I took off my stem the other day off of my EC90 SLX3 handlebar and saw that some of the clearcoat had chipped away where the stem clamps to the handlebar. Also, I can feel a slight indentation in the areas shown in the pictures. The damage is located only on the bottom of the stem clamp area. I had the newer EA90 stem mounted to the handlebar and made sure that the bolts were torqued to specs. Is this a common issue with Easton carbon handlebars? Is is still safe to ride with the handlebar in this condition? Any advise would be much appreciated.


----------



## Vee

Don't ride that...


----------



## natedg200202

Reading your description I would normally say don't worry if it is only in the clearcoat. However, the pictures are a bit jarring. That seems to be an unusually deep divot left by the stem. 

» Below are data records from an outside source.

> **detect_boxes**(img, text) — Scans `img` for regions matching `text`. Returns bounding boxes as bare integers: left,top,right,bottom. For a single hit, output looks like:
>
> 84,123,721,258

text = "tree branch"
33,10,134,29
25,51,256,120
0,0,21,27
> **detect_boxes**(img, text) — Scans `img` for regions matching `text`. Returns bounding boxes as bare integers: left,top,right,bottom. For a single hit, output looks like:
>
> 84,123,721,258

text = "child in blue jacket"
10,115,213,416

If you properly used a torque wrench when installing, then you could decide to go on good faith that this Easton product is properly designed and can handle this deformation. Might be worth asking their opinion.


----------



## tober1

I would NOT ride that.


----------



## bseracka

Looks like the faceplate was tightened unevenly pinching the bottom of the bar.


----------



## AvantDale

My bar has the same bite marks like yours. It's not nearly as bad, my marks are not as deep and clear isn't peeling. The stem I had was a 3T and was torqued to specs. The clamp areas are supposed to be reinforced. Email Easton and see what they say.

I'm still riding mine.


----------



## motorecord

Thanks for all of the advice! I'm probably going to call up Easton and find out their opinion on whether it safe to ride. I guess until this problem gets resolved, I'll put on a set of my old FSA aluminum bars on my bike and call it a day.


----------



## AvantDale

Any word from Easton?


----------



## reeses

Sorry to revive an old thread, but i'm having the same problem. Here is my bar, I got it used and it came like this:


----------



## My Own Private Idaho

reeses said:


> Sorry to revive an old thread, but i'm having the same problem. Here is my bar, I got it used and it came like this:


Throw that away.


----------